General chat: max_turns = 6. Enough for a few tool calls without runaway loops.
Coding workflow: max_turns = 30. Long enough for multi-file edits with verification.
Temperature: 0.3. Low enough for consistency, high enough for natural language.
History: MAX_HISTORY = 10. The last 10 messages are kept. Older ones are dropped.

The loop terminates when:

The LLM responds without an <action> tag (final answer).
max_turns is reached (timeout).
A tool call is invalid and the LLM can't recover.

4.2 The Research Pipeline

Deep research is the most complex orchestration in Helium. It's a multi-stage pipeline with iteration:

The dual-provider search (DuckDuckGo + SearxNG) is a redundancy measure. If one provider is down or rate-limited, the other fills the gap. The SourcePolicy scores URLs by source type (official docs > blogs > forums) to prioritize high-quality evidence.

4.3 The Subagent System

Added in the June 15 session, the subagent system enables hierarchical delegation:

Critical design decisions:

Reuses AgenticLoop. No new execution engine. A subagent runs the same loop as the main agent, just with a filtered tool set.
Tool filtering at the manager layer. _wrap_execute_tool() intercepts tool calls and rejects anything not in the subagent's allowed_tools. The LLM doesn't know it's restricted.
IDs are unique, names aren't. You can have five "researcher" subagents with different IDs. This allows multiple instances of the same role.
Lazy imports. tools/registry.py imports subagent tools lazily to avoid a circular dependency chain (registry → subagent_tools → subagent_manager → llm → registry).

4.4 The Memory System

The three-layer approach means:

Flat store handles keyword search well ("What's my preferred language?")
Knowledge graph handles relationship queries ("What do I prefer?") via SPO triplets
Conversation store provides session context without polluting long-term memory

All three share a single SQLite connection. The memory is "persistent" within a project directory (stored as memory.db), but not shared across projects.

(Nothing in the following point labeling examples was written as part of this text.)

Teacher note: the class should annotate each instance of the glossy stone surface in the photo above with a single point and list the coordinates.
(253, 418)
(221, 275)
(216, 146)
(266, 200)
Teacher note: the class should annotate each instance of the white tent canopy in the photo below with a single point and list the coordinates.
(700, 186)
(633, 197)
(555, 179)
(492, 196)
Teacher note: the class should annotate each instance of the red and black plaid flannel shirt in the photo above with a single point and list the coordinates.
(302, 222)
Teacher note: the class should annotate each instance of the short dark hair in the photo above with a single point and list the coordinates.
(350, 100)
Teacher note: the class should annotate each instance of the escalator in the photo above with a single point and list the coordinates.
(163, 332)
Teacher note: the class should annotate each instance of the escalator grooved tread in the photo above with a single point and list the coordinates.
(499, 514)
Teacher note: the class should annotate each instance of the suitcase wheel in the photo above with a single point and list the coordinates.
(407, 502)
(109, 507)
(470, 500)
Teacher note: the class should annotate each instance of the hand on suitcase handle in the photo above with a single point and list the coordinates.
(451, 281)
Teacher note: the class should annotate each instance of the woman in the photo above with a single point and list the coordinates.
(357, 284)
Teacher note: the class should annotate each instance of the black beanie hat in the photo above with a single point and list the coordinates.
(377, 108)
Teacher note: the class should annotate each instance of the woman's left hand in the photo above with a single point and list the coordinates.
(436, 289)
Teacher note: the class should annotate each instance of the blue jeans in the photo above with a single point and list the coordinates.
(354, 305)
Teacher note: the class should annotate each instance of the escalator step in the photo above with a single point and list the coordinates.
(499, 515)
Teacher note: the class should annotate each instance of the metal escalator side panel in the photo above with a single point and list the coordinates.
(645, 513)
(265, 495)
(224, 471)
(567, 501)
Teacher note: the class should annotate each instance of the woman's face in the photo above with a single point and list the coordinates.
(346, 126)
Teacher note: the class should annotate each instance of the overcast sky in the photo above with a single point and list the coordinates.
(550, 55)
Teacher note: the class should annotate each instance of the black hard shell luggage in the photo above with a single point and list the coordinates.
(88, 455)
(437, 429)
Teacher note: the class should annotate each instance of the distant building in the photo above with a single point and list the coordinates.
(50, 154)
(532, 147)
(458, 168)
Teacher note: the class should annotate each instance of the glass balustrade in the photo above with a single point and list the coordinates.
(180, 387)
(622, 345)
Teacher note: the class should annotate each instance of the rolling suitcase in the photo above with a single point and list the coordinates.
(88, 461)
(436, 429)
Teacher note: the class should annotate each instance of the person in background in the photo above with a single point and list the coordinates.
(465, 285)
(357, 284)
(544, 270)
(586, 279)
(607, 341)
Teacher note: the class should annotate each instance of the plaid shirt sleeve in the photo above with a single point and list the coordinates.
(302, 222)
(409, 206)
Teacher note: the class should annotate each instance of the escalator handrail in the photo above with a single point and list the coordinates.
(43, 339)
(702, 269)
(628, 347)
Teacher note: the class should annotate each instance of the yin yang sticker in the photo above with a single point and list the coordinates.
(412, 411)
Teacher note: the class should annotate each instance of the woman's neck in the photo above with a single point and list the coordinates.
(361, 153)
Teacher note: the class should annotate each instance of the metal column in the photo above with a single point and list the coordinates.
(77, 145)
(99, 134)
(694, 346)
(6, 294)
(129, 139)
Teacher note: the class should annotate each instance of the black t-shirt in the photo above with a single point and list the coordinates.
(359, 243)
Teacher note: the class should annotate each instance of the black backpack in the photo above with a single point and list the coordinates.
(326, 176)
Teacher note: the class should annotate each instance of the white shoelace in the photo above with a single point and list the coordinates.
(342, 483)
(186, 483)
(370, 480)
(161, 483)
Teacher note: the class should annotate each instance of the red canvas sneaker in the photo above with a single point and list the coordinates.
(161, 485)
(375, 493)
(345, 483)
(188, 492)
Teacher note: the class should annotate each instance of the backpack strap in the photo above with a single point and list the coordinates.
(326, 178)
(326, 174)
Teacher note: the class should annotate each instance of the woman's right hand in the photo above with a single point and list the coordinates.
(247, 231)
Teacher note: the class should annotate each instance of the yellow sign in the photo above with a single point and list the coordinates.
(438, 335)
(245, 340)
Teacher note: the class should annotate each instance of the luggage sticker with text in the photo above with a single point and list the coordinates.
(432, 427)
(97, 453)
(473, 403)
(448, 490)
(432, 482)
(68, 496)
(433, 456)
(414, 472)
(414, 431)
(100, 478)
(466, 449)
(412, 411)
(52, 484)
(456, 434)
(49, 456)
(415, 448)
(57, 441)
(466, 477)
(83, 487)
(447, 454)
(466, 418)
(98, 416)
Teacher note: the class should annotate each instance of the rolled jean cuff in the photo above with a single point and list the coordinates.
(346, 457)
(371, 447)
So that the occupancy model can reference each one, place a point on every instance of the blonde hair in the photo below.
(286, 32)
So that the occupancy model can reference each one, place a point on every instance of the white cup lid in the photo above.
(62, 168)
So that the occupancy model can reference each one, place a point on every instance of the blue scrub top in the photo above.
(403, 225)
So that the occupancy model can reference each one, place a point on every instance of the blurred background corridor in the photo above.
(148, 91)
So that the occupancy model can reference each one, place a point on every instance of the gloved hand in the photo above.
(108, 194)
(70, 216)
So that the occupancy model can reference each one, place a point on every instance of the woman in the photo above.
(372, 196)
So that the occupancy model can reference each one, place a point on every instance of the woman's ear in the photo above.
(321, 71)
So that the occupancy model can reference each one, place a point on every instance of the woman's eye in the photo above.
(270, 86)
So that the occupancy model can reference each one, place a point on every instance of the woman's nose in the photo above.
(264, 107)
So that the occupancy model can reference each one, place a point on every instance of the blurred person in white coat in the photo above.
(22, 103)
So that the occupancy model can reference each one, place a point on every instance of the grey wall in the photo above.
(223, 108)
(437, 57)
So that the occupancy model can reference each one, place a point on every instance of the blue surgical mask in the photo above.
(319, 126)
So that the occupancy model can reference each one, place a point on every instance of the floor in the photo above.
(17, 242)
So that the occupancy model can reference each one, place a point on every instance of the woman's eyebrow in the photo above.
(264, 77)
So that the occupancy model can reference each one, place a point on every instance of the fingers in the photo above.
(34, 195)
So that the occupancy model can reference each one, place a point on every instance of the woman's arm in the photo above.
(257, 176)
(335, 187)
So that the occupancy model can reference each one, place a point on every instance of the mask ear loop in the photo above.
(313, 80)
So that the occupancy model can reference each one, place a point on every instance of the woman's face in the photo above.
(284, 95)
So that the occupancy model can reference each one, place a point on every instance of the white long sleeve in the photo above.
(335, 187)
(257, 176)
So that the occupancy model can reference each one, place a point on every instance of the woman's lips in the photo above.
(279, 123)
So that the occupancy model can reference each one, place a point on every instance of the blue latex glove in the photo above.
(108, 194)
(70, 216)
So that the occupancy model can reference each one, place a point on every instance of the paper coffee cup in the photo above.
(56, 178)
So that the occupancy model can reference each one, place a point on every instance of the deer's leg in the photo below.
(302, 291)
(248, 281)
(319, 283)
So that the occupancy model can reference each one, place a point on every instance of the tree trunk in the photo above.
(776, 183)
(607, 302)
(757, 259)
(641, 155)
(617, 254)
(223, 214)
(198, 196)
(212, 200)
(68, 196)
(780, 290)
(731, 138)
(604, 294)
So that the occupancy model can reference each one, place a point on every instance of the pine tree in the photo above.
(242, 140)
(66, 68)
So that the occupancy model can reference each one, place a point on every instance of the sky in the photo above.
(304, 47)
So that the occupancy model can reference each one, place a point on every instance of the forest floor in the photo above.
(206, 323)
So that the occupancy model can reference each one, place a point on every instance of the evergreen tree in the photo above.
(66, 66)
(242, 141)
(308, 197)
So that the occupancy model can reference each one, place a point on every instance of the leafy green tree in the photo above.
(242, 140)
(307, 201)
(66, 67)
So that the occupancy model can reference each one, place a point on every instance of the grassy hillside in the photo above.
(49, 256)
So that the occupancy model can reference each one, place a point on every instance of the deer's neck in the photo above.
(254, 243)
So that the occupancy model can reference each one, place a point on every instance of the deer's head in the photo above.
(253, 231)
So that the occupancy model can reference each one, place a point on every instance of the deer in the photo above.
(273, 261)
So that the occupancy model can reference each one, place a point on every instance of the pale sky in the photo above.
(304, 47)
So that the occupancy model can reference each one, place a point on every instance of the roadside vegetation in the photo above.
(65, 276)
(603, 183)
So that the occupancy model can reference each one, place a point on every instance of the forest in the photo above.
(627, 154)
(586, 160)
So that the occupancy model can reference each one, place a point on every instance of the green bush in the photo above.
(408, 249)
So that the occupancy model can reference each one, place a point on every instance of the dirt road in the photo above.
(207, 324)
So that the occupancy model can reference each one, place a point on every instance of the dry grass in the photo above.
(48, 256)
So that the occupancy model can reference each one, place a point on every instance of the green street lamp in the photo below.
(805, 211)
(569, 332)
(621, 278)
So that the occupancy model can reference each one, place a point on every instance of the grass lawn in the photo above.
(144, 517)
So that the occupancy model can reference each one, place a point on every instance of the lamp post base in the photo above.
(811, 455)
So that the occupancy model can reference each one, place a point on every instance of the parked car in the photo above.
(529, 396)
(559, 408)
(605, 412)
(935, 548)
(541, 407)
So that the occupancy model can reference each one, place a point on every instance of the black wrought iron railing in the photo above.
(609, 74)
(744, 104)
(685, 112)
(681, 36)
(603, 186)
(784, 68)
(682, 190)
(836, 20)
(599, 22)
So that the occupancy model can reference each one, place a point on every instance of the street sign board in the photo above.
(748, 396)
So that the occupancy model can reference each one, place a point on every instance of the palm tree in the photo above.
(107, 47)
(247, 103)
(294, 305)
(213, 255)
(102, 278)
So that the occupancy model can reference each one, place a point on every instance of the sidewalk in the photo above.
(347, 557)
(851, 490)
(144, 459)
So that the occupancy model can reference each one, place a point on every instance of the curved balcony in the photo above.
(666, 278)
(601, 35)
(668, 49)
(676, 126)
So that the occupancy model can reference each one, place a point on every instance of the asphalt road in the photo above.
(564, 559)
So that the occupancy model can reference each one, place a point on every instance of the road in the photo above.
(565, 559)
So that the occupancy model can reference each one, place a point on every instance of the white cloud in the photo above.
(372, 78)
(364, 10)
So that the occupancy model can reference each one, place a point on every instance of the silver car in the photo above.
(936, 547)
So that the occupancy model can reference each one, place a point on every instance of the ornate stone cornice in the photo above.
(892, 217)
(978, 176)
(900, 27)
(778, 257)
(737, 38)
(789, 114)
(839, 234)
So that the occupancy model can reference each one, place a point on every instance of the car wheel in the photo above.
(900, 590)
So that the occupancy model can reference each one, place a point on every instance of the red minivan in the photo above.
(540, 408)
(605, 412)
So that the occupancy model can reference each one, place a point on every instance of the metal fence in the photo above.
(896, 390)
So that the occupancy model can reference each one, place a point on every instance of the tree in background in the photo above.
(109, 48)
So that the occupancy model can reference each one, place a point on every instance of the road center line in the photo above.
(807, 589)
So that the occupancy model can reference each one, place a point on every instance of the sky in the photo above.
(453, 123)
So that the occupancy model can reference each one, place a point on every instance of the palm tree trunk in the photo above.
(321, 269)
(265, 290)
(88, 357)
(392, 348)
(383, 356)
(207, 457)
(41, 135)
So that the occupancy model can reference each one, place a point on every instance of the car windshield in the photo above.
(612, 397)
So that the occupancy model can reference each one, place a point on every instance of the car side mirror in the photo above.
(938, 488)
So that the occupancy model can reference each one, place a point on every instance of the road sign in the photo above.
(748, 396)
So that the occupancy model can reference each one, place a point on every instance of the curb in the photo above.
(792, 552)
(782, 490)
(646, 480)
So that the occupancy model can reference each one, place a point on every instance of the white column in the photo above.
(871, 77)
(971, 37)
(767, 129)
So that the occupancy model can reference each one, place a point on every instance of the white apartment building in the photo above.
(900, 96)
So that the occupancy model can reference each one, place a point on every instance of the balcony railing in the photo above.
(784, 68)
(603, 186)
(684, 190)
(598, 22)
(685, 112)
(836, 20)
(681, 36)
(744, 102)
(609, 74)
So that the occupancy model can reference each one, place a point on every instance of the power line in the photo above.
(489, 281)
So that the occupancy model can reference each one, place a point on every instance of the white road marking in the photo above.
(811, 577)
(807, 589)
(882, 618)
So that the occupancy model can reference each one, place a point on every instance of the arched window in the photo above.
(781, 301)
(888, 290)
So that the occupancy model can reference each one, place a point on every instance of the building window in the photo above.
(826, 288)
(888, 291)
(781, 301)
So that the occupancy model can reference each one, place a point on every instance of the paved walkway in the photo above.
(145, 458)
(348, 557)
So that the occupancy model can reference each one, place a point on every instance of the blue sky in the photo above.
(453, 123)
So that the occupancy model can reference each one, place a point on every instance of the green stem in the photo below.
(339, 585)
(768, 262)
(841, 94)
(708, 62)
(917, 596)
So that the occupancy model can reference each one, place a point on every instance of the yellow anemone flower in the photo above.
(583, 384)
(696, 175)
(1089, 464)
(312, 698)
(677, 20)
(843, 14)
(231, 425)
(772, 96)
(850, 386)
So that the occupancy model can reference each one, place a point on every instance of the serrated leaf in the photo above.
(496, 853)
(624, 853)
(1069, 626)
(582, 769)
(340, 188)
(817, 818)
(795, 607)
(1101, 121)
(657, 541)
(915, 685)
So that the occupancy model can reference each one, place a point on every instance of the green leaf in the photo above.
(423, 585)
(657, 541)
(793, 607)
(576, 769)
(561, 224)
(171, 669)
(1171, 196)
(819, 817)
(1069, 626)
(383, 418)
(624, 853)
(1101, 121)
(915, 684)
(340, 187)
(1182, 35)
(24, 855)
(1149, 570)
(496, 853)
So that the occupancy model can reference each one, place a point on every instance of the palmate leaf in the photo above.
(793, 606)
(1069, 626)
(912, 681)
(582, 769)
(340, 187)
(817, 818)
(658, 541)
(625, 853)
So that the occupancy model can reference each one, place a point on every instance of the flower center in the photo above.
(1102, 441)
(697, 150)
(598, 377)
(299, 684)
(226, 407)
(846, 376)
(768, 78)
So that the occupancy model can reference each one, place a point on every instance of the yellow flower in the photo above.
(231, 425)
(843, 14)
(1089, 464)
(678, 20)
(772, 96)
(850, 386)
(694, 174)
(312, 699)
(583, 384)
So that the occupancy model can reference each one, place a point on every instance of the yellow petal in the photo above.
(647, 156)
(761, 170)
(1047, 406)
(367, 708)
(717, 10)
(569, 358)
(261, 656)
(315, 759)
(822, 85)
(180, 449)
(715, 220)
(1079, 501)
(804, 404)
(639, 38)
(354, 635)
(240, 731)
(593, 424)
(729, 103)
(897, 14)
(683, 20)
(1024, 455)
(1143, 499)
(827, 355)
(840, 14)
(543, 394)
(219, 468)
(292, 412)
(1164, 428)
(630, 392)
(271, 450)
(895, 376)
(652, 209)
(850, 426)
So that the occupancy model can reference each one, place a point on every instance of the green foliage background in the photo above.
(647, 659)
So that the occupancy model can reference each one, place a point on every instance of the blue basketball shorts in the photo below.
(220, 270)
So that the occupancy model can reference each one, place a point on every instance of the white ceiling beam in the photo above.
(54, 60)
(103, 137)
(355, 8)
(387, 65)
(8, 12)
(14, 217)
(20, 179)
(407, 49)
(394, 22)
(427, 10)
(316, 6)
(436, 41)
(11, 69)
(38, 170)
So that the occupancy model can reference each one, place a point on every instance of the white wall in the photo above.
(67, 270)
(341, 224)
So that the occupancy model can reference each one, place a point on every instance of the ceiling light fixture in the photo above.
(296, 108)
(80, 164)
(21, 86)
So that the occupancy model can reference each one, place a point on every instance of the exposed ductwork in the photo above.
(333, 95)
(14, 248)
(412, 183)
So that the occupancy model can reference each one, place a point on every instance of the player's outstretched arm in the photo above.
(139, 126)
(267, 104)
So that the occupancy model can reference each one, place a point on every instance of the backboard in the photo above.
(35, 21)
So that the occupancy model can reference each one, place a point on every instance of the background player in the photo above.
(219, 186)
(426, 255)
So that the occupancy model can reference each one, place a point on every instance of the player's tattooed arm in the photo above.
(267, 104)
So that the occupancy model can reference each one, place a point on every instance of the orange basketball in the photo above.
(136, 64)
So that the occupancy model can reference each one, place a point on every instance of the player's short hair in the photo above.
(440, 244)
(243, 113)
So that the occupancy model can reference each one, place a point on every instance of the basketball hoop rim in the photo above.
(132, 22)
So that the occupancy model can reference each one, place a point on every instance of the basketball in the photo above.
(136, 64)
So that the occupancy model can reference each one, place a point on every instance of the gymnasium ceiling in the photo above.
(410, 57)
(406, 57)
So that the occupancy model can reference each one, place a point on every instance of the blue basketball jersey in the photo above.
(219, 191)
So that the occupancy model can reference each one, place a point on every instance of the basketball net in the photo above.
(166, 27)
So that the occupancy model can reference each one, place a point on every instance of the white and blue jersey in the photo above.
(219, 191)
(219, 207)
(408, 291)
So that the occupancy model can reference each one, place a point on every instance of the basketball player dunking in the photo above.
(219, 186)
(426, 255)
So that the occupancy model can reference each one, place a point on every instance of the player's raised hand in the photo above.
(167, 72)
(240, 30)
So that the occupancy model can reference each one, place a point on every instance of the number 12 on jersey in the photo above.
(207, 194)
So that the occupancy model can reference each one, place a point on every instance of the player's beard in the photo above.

5. Mistakes and How to Avoid Them

5.1 Circular Import Hell

What happened: When adding the subagent system, the import chain tools/registry.py → tools/subagent_tools.py → core/subagent_manager.py → core/llm.py → tools/registry.py created a circular dependency that crashed on startup.

The fix: Lazy imports in tools/registry.py:

def _create_subagent_lazy(*args, **kwargs):
    from tools.subagent_tools import create_subagent
    return create_subagent(*args, **kwargs)

How to avoid it:

Draw the import graph before adding new modules.
If A → B → C → A is unavoidable, break the cycle at the point with the fewest dependents (usually the leaf module).
Consider a registry/observer pattern instead of direct imports for tool systems.

5.2 JSON Extraction Fragility

What happened: Different LLMs produce tool calls in subtly different formats. Some wrap JSON in markdown code blocks. Some include trailing commas. Some add explanatory text before or after the JSON. Each new model exposed a new edge case in extract_json().

The current state: A 75-line cascade of regex fallbacks. It works, but every new model is a potential breakage.